Mijn geannoteerde Wbp

Hoofdstuk 2. Voorwaarden voor de rechtmatigheid van de verwerking van persoonsgegevens

Paragraaf 1. De verwerking van persoonsgegevens in het algemeen

Artikel 10 [Bewaring: niet langer dan noodzakelijk voor verwerkingsdoeleinden]

Artikel 10

  1. Persoonsgegevens worden niet langer bewaard in een vorm die het mogelijk maakt de betrokkene te identificeren, dan noodzakelijk is voor de verwerkelijking van de doeleinden waarvoor zij worden verzameld of vervolgens worden verwerkt.
  2. Persoonsgegevens mogen langer worden bewaard dan bepaald in het eerste lid voor zover ze voor historische, statistische of wetenschappelijke doeleinden worden bewaard, en de verantwoordelijke de nodige voorzieningen heeft getroffen ten einde te verzekeren dat de desbetreffende gegevens uitsluitend voor deze specifieke doeleinden worden gebruikt.
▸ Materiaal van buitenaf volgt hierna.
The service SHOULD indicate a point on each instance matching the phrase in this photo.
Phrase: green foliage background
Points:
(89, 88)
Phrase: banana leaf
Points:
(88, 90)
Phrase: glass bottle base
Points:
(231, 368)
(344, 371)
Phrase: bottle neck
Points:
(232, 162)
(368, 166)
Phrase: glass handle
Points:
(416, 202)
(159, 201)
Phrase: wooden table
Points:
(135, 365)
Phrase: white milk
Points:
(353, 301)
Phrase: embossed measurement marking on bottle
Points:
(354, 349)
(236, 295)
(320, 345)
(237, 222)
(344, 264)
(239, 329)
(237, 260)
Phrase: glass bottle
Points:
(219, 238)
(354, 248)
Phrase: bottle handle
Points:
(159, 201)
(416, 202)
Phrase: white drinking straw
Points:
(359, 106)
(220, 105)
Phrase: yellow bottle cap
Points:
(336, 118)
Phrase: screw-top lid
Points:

[Richtlijn 95/46/EG | Memorie van Toelichting | Aantekeningen | CBP: Bewaartermijnen van persoonsgegevens in uw bestanden]

Richtlijn 95/46/EG

Artikel 6 lid 1 sub e

[1. De Lid-Staten bepalen dat de persoonsgegevens:]

e) in een vorm die het mogelijk maakt de betrokkenen te identificeren, niet langer mogen worden bewaard dan voor de verwezenlijking van de doeleinden waarvoor zij worden verzameld of vervolgens worden verwerkt, noodzakelijk is. De Lid-Staten voorzien in passende waarborgen voor persoonsgegevens die langer dan hierboven bepaald voor historische, statistische of wetenschappelijke doeleinden worden bewaard

Memorie van Toelichting

Eerste lid

Deze bepaling geeft uitvoering aan artikel 6, eerste lid, onder e, van de richtlijn. De eerste volzin vindt zijn uitwerking in artikel 10, eerste lid. Overeenkomstig het advies van de Registratiekamer en in de lijn met hetgeen is opgemerkt t.a.v. de begripsomschrijving van 'persoonsgegeven' in artikel 1, is het woord 'herleidbaar' uit het voorschrift geschrapt.
De WPR kent geen afzonderlijke regels voor de bewaring van gegevens. Het redelijk belang dat de houder dient te hebben bij het doel van de registratie (artikel 4, eerste lid), het vereiste dat de gegevens in overeenstemming dienen te zijn met het doel van de registratie (artikel 5, eerste lid) en – ten aanzien van de persoonsregistraties in de publieke sector – het voorschrift dat de persoonsregistratie noodzakelijk dient te zijn voor de goede vervulling van de taak van de houder (artikel 18, eerste lid) impliceren echter dat gegevens uit een registratie moeten worden verwijderd wanneer deze voorwaarden niet langer gelden.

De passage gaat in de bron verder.